A friend of mine was talking about a King of Sweden once being caught with his pants down, financially and literally. “And so what?” he argued. The old boy had led a tediously worthy existence, there has to be some perks to being King, he said. You’re head of state, what are they going to do – fire you and re-advertise your job? And when the head of such a liberal nation as Sweden can overlook it’s chief’s occasional grubby misdemeanour, it’s hardly a surprise when some African leaders get carried away.

When I first saw this little photograph I assumed it was a fake. A Concorde standing in front of a newly built African hut style terminal building. But it happened. In the 1980s Mobutu Sese Seko Koko Ngbendu wa za Banga (meaning; All-powerful warrior, who because of endurance and an inflexible will to win, will go from conquest to conquest leaving fire in his wake) built it in a village called Gbadolite, a remote outpost in Zaire. Mobutu was born here and, gorged on billions of dollars of his nation’s wealth from natural resources and foreign aid, returned to Gbadolite to build a 3200m long runway in a mud hut village that had no roads. He also built a palace, a hydro-electric dam and a Coca-Cola bottling plant. His choice of car (remembering that MotorPunk is mostly a motoring magazine) was, predictably, the Mercedes-Benz 600. It would probably be quicker to list 600 owners who weren’t narcissistic megalomaniacs; this rather short short-list would include the King of Thailand, Jay Kay, Pablo Escobar and Jeremy Clarkson. Actually, I’m not sure Clarkson qualifies. Anyway – Mobutu kept half a dozen at his summerhouse alone and for official duties a Laundaulet, one of 59 with a roll-back roof so everyone could admire his leopardskin hat.

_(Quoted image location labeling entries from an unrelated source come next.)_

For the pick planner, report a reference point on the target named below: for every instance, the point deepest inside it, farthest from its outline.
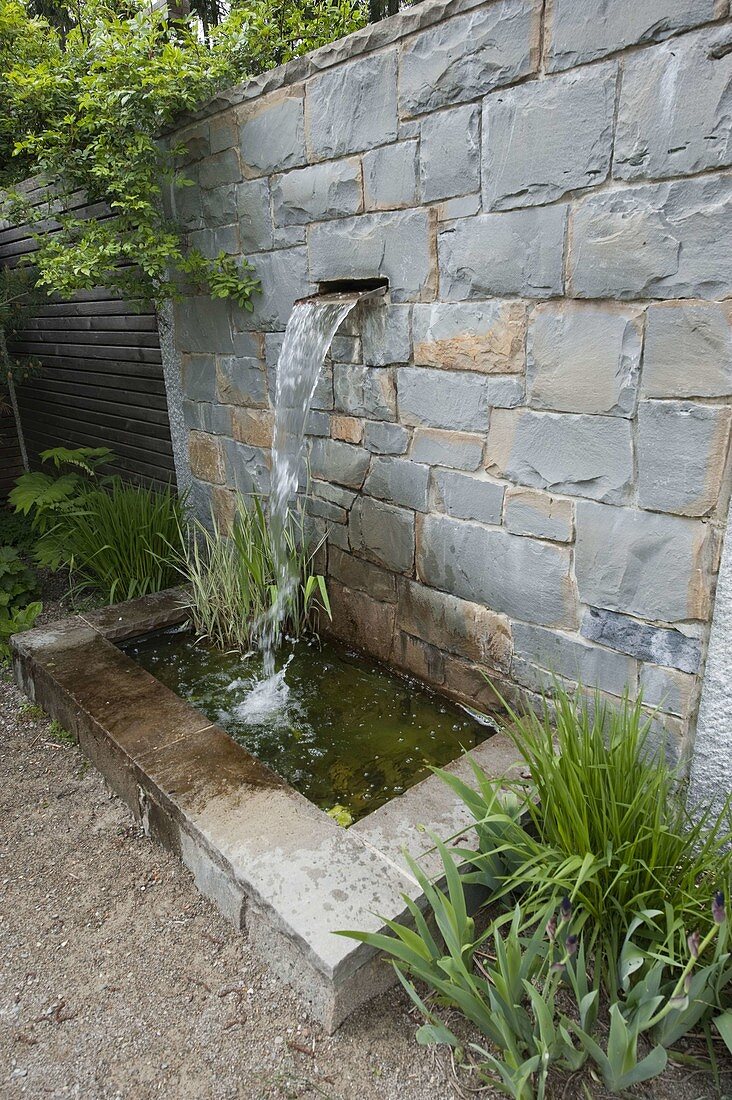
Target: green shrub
(232, 579)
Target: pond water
(339, 727)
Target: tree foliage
(84, 102)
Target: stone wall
(521, 457)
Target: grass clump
(232, 579)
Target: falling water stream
(312, 326)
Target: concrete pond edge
(275, 865)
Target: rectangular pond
(342, 729)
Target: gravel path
(119, 980)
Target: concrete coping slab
(273, 862)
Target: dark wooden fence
(100, 382)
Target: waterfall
(312, 326)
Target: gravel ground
(118, 980)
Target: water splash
(312, 326)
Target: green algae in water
(339, 727)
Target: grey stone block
(399, 481)
(317, 193)
(674, 116)
(583, 358)
(452, 399)
(283, 275)
(254, 216)
(487, 337)
(384, 333)
(272, 133)
(219, 206)
(204, 325)
(580, 32)
(539, 515)
(342, 463)
(198, 377)
(545, 139)
(681, 450)
(363, 391)
(383, 534)
(467, 497)
(455, 449)
(642, 563)
(352, 107)
(516, 252)
(219, 169)
(657, 645)
(576, 659)
(449, 153)
(463, 57)
(241, 381)
(384, 438)
(688, 350)
(390, 176)
(675, 232)
(522, 578)
(396, 245)
(580, 455)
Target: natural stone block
(384, 438)
(255, 230)
(487, 337)
(668, 690)
(360, 620)
(198, 377)
(580, 32)
(390, 176)
(545, 139)
(465, 628)
(673, 117)
(539, 515)
(449, 153)
(455, 449)
(252, 427)
(383, 534)
(400, 482)
(347, 428)
(385, 333)
(657, 645)
(583, 358)
(283, 274)
(418, 659)
(352, 107)
(364, 392)
(206, 458)
(681, 451)
(675, 232)
(204, 325)
(241, 381)
(317, 193)
(361, 575)
(340, 462)
(463, 57)
(452, 399)
(467, 497)
(219, 169)
(516, 252)
(248, 468)
(642, 563)
(521, 578)
(575, 659)
(688, 350)
(580, 455)
(395, 244)
(272, 133)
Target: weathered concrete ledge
(273, 862)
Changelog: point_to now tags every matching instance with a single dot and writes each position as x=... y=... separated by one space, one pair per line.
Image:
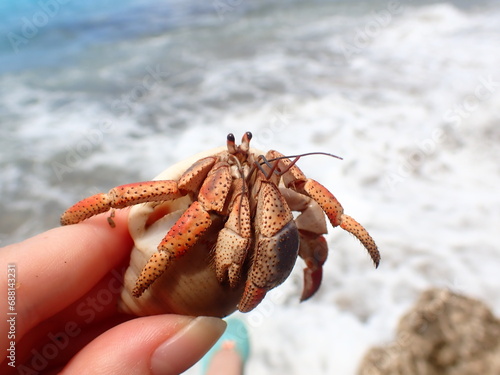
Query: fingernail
x=187 y=346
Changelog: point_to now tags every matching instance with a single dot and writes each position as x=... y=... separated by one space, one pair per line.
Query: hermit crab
x=214 y=233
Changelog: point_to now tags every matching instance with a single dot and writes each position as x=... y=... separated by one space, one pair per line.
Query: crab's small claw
x=335 y=213
x=314 y=251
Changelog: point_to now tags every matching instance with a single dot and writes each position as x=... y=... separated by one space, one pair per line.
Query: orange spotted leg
x=179 y=239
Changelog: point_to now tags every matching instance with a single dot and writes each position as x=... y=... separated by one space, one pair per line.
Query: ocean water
x=408 y=93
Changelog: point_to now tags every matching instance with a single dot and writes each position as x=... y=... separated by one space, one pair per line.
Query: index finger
x=55 y=268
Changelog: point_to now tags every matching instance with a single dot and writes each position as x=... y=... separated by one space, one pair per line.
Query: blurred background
x=407 y=92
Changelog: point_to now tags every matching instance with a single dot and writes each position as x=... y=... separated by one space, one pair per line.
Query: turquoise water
x=51 y=32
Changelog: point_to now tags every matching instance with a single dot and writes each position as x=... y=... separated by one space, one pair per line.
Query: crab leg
x=180 y=238
x=293 y=178
x=120 y=197
x=189 y=228
x=234 y=239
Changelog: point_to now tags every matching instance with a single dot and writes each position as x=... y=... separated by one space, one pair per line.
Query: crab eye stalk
x=231 y=146
x=245 y=141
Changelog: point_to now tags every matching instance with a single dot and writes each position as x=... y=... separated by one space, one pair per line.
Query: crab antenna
x=306 y=154
x=245 y=141
x=295 y=160
x=231 y=146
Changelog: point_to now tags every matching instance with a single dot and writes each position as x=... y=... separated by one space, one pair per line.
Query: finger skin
x=56 y=268
x=129 y=347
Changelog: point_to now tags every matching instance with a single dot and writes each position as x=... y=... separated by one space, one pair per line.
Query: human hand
x=63 y=286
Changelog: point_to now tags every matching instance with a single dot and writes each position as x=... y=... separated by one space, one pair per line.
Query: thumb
x=157 y=345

In the 1980s Mobutu flew by Concorde to Paris for some shopping and schmoozing of François Mitterrand, and on another occasion, even flew the Zaire schoolboys choir to a gig in France in it. To those African schoolboys, in fact, any schoolboy, a trip on Concorde must have seemed other-worldly. Mobutu courted Reagan who over-indulged him in a bid to keep Communism at bay in turbulent times in central Africa. There is no hiding the fact that he was a despot. Someone who pillaged his country and wired opponents spuds up to the mains. He creamed off perhaps $4 billion in his lifetime, but, my word, he had some swagger. He got Don King to host one of the greatest bouts in boxing ever, Foreman versus Ali, and put on a supporting music concert featuring James Brown. All this put Zaire (now The Democratic Republic of the Congo) on the world stage, but the biggest ‘Rumble in the jungle’ was the arrival of four Rolls-Royce/Snecma Olympus 593 engines. Just look at it…

So thirsty was Concorde that it used two tons of fuel just to taxi. Getting it in and out of central Africa safely was no easy task. There are no records of who built Mobutu’s now knackered airport but Concorde needs a runway of just over 3000m and Gbadolite had 3200m. Very little room for error. An Air France Concorde, chartered by Mobutu to take him and his entourage shopping in Paris in the 1980s, had to land here. There wasn’t much of a Plan B, either. There were very few runways long enough to accommodate Concorde at that time, the distance from Paris to Zaire being even longer than Concorde’s regular route to the USA. It would have had, on arrival at Gbadolite, only 1000km of fuel left in the tanks. A diversion to the paved runway at Brazzaville, for example, would have been 1143km. Landing somewhere nearer would have been possible but getting it airborne again; a nigh-on impossibility. There was a real risk that this Concorde could have ended up as the most spectacular ornament in the grounds of Mobutu’s folly. As out of place in the jungle as a Swedish Monarch with a fistful of taxpayers Krona in a knocking shop.